This week, we are anticipating the crucial release of the US jobs market status through the Non-Farm Payrolls (NFP) report. The NFP report is meticulously compiled by the Bureau of Labor Statistics (BLS) by surveying both government and private enterprises. It aims to assess the number of workers in the US, excluding those engaged in farming, private enterprise, household business, not-for-profits, and the military.
The NFP data is commonly presented as a measure of the increase or decrease in the number of jobs created. Additionally, alongside each month's NFP report, investors receive updates on the official US unemployment rate and the changes in Average Hourly Earnings. Together, these indicators offer valuable insights into the overall health of the US economy. A robust NFP report signals a strong economy and increased spending capacity, fostering economic growth, while the opposite holds true as well.
For forex traders, a vigorous economy typically corresponds to higher interest rates, and higher interest rates tend to bolster the domestic currency. Conversely, a weak economy may lead to lower interest rates and a depreciation of the domestic currency. As a result, forex traders are advised to closely monitor the NFP data, which is released on the first Friday of each month, starting with this Friday's release.
Fedwatch
In its most recent meeting, the Federal Reserve raised interest rates for the eleventh time out of twelve meetings, resulting in the official cash rate being set at 5.25%-5.50%. This represents the tightest monetary policy in over two decades, as the Fed continues its battle against the persistent high inflation observed over the past 12-18 months.
During the post-meeting press conference, Fed Chairman Jerome Powell stated that the elevated interest rates are likely to persist for a considerable period, emphasizing the need for sustained restrictive policy measures. He acknowledged that these policy changes might cause some adverse effects on the US economy, leading to a potential period of below-trend growth and softening labor market conditions.
Despite the firm stance on inflation and the possibility of another interest rate hike in September when the Federal Open Market Committee (FOMC) convenes again, Powell hinted at the option of a potential pause. He emphasized that the Fed would carefully assess the economic situation on a meeting-by-meeting basis before making any further decisions.

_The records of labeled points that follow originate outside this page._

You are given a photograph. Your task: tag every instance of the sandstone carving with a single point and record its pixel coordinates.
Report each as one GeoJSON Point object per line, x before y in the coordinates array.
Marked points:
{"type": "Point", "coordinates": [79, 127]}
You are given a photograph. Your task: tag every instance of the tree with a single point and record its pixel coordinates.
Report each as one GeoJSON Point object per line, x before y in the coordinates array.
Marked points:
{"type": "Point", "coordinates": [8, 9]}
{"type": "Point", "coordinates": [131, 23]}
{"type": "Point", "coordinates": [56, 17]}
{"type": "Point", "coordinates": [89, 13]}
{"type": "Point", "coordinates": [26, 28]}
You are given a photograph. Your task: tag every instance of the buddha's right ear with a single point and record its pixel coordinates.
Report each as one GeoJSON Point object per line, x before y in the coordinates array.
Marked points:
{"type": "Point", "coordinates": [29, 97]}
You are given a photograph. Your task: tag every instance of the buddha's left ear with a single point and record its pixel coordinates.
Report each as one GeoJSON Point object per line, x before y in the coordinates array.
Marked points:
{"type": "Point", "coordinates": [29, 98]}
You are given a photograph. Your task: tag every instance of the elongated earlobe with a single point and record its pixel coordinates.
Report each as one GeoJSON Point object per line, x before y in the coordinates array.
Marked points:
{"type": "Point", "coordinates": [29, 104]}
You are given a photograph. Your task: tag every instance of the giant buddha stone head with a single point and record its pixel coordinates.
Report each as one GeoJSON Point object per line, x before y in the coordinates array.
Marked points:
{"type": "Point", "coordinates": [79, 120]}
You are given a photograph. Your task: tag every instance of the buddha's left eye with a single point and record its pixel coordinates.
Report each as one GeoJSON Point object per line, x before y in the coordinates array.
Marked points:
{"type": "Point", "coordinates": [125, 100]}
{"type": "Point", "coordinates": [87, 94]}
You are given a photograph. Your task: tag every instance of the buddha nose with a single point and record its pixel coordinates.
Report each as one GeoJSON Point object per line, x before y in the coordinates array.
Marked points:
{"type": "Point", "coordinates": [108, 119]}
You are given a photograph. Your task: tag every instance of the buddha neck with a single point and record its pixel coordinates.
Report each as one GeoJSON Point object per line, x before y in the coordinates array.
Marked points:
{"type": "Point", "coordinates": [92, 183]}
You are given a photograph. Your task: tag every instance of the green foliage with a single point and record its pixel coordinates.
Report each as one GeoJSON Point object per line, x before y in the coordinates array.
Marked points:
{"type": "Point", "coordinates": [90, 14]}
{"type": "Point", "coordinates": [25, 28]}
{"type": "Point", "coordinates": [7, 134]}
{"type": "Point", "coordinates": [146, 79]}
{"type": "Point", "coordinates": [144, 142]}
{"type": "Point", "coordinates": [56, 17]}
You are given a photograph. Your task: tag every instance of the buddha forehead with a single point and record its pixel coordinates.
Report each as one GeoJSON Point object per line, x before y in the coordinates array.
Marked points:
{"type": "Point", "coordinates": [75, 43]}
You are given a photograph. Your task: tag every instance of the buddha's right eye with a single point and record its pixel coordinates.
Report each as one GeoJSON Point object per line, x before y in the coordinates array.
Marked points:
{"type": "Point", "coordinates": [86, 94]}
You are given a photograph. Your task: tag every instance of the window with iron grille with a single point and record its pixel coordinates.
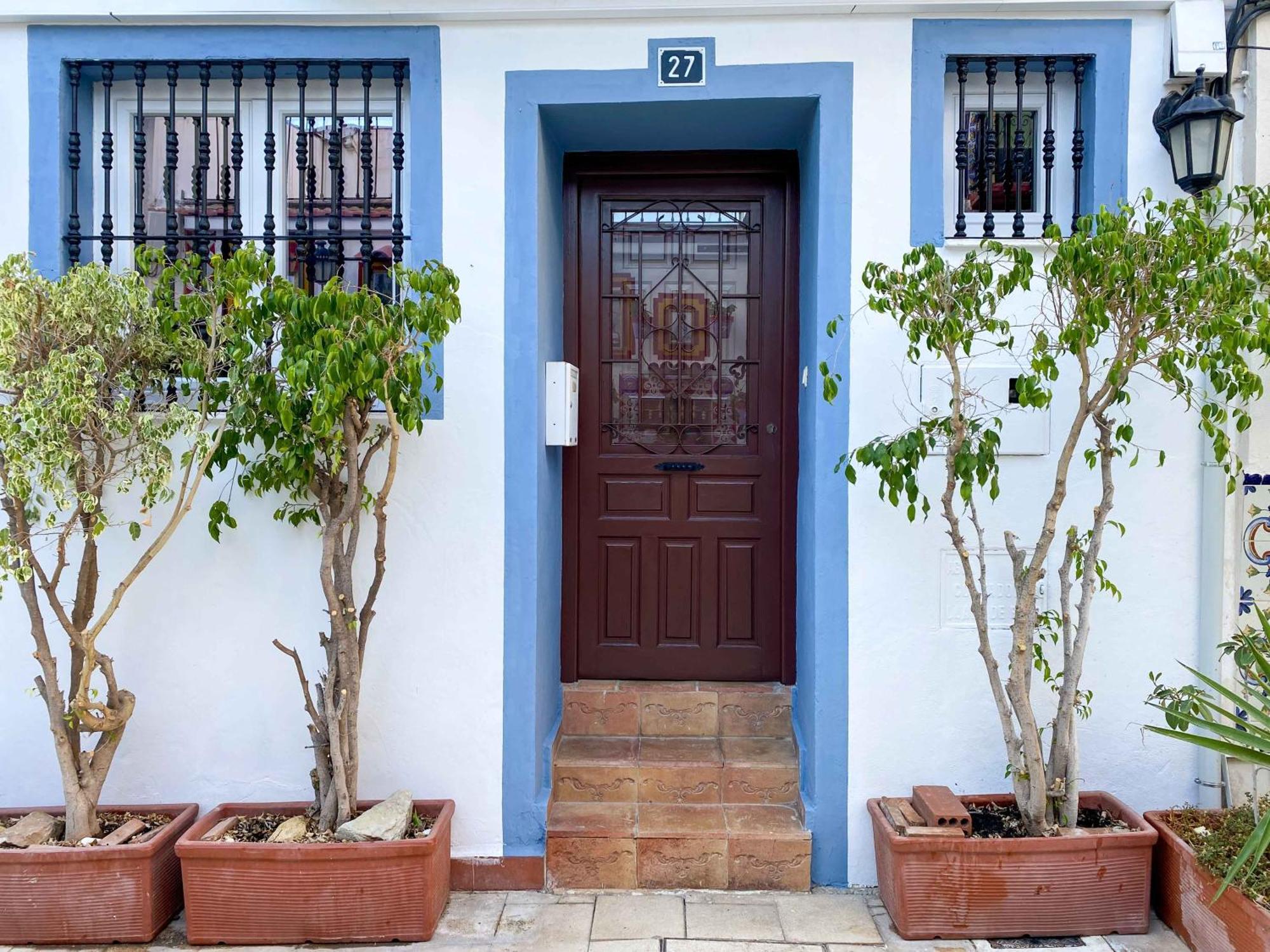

In June, after the Fed's meeting pause, Powell specifically mentioned the likelihood of "at least" one more rate hike. With one rate increase already implemented in July, the current question prevailing in the market is whether the Fed will proceed with another rate hike or opt for a pause. Market pricing currently suggests that investors are skeptical about the Fed having additional room for rate increases, with futures pricing indicating an 81.5% probability of "No Change" at the Fed's September meeting.
What to watch out for in Friday's NFP
This week, economists anticipate the NFP report to reveal a total of 203,000 jobs created in the US economy during July. This figure shows a slight decrease compared to June's increase of 209,000 jobs and falls significantly below the 12-month rolling average of 316,000 jobs per month. As a result, the market expects further evidence of the US jobs market cooling, indicating a potential reduction in inflationary pressures.
An NFP number surpassing expectations, say around 250,000 or higher, is likely to trigger a positive and strong response in the US dollar's value, while stocks and bonds may experience a negative reaction due to increased expectations of the Fed's implementation of its "one more hike to come" scenario. Conversely, if the reading falls below expectations, such as below 180,000 jobs, the US dollar is expected to weaken, and stocks and bonds may rally, as this would suggest a diminished need for additional Fed rate hikes.
How to trade Friday's NFP
Stronger than expected NFP: Long USDJPYThe US dollar (USD) has maintained an uptrend against the Japanese Yen (JPY) on and off for the past two years. More recently, this long-term uptrend has reasserted itself (dark green ribbon). After a correction back to the long-term trend in July, the price action has rebounded with higher peaks and higher troughs, as well as a clear majority of demand-side candles (i.e., candles with white bodies and/or lower shadows). Each of these factors suggests a market which is in a state of excess demand for USD versus JPY.
Analyst view: I am comfortable adding long-side risk exposure to USDJPY around the current price and while the short-term trend remains up. A stronger than expected NFP release would likely see the price target 145.07, but potentially 151.95 in the medium term. Stops may be set below the previous excess demand point of 137.24.
Weaker than expected NFP: Short USDCHF
The Swiss Franc (CHF) has maintained an uptrend against the USD since January. A modest rally since a major sell off in early-July has allowed the price to recover to the short-term trend ribbon (light pink zone). We typically find the trend ribbons offer areas of dynamic resistance in a well-established downtrend. Therefore, traders would be well served by watching this area closely for reversal candles. In particular, candles with black bodies and/or upper shadows are excellent signals of excess supply of USD vs CHF.
Analyst view: I am comfortable adding short-side risk exposure to USDCHF in the short-term trend zone after observing one or preferably, two reversal candles. A weaker than expected NFP release would likely see the price target 0.8552, but but there are few major points of potential support in the USDCHF chart until closer to 0.70. Stops may be set above the previous excess supply point of 88.21.